Wednesday, September 19, 2018

Six Months

My beautiful mother died six months ago. I wish I could say it has gotten easier, but if anything, life has gotten so much harder. 

The moment she died... and every second leading up to her funeral.... was planning. And in some crazy way it was enthusiastic planning about a celebration we knew was coming. The Jambalaya was on the stove, the friends on the road, her monogrammed napkins ordered. We were able to see so many people that she loved and in return felt their love for her. We reminisced, toasted, cried, laughed. It was absolutely perfect.

And then I came home.

And then the days and months that followed became quiet, and lonely, and I became angry. I don't have any new BB stories, videos, pictures. The amount I have is finite. I can't hold her hand, stroke her hair, see that almost distant twinkle in her eye. Read a text, or an email, or hear a voicemail. I only have one recording of her voice singing "Show me the Way to go Home". I can't hear her mutter I love you one last time. Amelie will point at her picture and say, "your Mommy is in heaven." 

This disease manifested itself in my mother's brain and slowly, over the course of seven years, ripped every shred of her being away. 

It began with little things, missing words, getting lost, paranoia seeping in. 

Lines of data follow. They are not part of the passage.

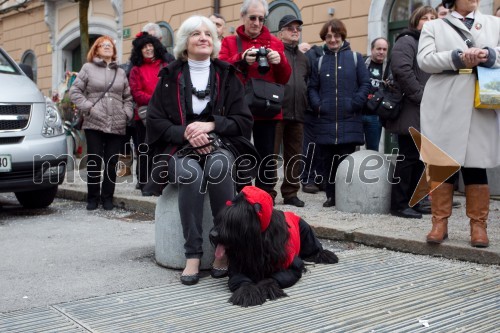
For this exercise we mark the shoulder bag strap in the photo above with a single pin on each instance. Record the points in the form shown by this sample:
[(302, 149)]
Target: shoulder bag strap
[(107, 89), (461, 34), (238, 43)]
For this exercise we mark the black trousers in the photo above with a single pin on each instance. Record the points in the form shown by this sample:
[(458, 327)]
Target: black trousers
[(263, 140), (406, 174), (290, 133), (102, 148), (141, 169), (471, 176), (332, 156), (194, 177)]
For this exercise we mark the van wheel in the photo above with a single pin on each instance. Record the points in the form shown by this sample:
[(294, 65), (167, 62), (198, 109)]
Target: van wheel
[(37, 198)]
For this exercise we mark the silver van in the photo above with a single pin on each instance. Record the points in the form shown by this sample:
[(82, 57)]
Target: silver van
[(33, 150)]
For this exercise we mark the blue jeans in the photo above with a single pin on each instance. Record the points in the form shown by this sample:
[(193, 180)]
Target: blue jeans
[(373, 129)]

Then major paranoia, inability to do simple things, anger, lots of anger at loved ones. Mostly loved ones. 

Then it took away her freedoms. To drive, to work, to type, to read. To garden, to dance, to play solitaire.

Then it took away her basic necessities. To speak, to hug, to walk, to talk. To recognize us.

Alzheimer's doesn't hold back. It will dissolve every single molecule that built the person you loved. It will make you watch as they can no longer use the bathroom, as they entertain crazy fears in their brains. As they blame you for the most ridiculous things. As they forget who they are, who you are, what anything is for. They will drink hand sanitizer, they will wash their hands in the toilet, they will blame things broken in the house on bears. BEARS.

I watched this disease do this to my Mom. I watched even before her official diagnosis in 2011. I watched after diagnosis as her test numbers went down, as her dependencies went up, as we lost her day by day and second by second.

She was taken from us not by a Tsunami but a slow eroding merciless tide and we were helpless. 

I miss her every single day. I miss her so much now with the holidays coming. I can't go into a HomeGoods without sobbing at the seasonal decor. I need her in this rough exhausting phase of motherhood/wifehood/livelihood. How did she do it all? How did she do it all with a smile on her face and fresh flowers in the house? How did she always look beautiful and smell like Chanel? What was her secret? What did she not get to tell me about how hard and wonderful her late 30's/early 40's were? 

It is unfair what this disease did to her. And to us. And to the entire community of people that loved her. She should be here, letting Gumbo up on her bed. Dancing with my father on their deck, helping me decorate for the holidays or just hugging me. Holding my hand. Stroking my hair. She should be at Jazzercise with her friends, at Thanksgiving at Chipmunk Hill. I miss her touch. The soothing touch of a mother to let you know it will all be okay.

She should be here. And Alzheimer's took her from us. 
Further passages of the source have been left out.